Y había lugares igual de magníficos, lugares incluso mejores que aún no conocía —Oswyth, Hurst y Towers— y que también pertenecían a Walderhurst, a ese respetable y viejo canalla. Así resumía el carácter de su pariente. En cuanto a él, era joven, fuerte y con las venas henchidas por el deseo inagotable de llevar una vida gozosa y exultante. Pensar en la sudorosa, esforzada y jadeante existencia en la India le resultaba doloroso. Y no obstante se cernía en el horizonte, cada vez más próxima a medida que transcurrían los celestiales días de Inglaterra. No quedaba más remedio que regresar; regresar y meter otra vez la cabeza en el grillete, y sudar y tragar bilis hasta que todo acabara. No ambicionaba nada en su profesión. Con aborrecimiento se daba cuenta en aquellos días de que siempre había estado esperando… esperando.
Empezó a observar con inquietud a la mujer grandona y de semblante luminoso que revoloteaba en torno a Hester haciéndole favores. Desprendía lozanía, pero era tonta, sobre todo en lo que respectaba a Walderhurst. Había que ver cómo le brillaba la cara cuando recibía noticias del señor marqués.
Se le había metido en la cabeza un sentimental capricho de colegiala y en ausencia de su marido se había propuesto aprender a montar. Ya lo había intentado antes de su partida. De hecho, hablaron del asunto y él le regaló una yegua joven, preciosa y dócil. Era tan buena como ella era guapa. Y Osborn, que era célebre por su destreza montando, se había comprometido a darle lecciones.
A los pocos días de volver de Londres Emily invitó a los Osborn a comer a Palstrey. Durante la comida sacó el tema.
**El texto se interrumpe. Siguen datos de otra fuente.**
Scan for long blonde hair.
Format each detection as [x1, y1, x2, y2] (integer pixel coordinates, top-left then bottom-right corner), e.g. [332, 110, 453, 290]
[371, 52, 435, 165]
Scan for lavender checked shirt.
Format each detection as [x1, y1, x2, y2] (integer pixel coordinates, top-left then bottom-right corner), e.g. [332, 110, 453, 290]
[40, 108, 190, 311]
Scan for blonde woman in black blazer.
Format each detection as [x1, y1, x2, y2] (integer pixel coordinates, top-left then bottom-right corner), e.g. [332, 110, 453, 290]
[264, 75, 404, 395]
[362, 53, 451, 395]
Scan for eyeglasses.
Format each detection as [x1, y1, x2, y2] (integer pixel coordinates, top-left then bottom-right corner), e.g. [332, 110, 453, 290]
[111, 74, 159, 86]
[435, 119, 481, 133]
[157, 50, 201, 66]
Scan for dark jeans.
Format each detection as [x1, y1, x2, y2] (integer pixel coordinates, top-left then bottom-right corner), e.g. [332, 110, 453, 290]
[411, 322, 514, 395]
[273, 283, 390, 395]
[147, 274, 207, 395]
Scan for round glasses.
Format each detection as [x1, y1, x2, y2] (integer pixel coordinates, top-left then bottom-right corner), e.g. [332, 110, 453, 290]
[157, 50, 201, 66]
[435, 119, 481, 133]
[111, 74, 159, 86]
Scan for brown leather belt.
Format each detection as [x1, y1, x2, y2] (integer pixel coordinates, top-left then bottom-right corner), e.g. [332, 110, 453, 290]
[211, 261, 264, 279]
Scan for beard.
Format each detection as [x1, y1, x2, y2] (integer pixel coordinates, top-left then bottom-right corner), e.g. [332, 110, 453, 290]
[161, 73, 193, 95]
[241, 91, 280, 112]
—Si tiene tiempo que dedicarme, me gustaría empezar cuanto antes —dijo—. Quisiera poder salir de paseo con mi marido en cuanto vuelva. ¿Tardaré en aprender? ¿Qué opina? Para montar bien, tendría, tal vez, que ser un poco más ligera.
—Estoy seguro de que acabará montando estupendamente —respondió Osborn—. Tiene aspecto de montar bien.
—¿Eso cree? ¡Qué amable es usted al darme tantos ánimos! ¿Cuándo empezamos?
La perspectiva era agradable y emocionante. En realidad, albergaba deliciosas e inocentes fantasías en las que se imaginaba como compañera ecuestre de Walderhurst. Tal vez si aprendía a sujetarse bien en la silla y a dominar el caballo, Walderhurst se sintiera satisfecho y, mientras cabalgaban a la par, se volviera a mirarla con esa aprobación e incipiente calidez que con tanto y secreto júbilo colmaba su espíritu.
—¿Cuándo me puede dar la primera clase? —preguntó con impaciencia al capitán Osborn, a quien un criado servía una copa de vino.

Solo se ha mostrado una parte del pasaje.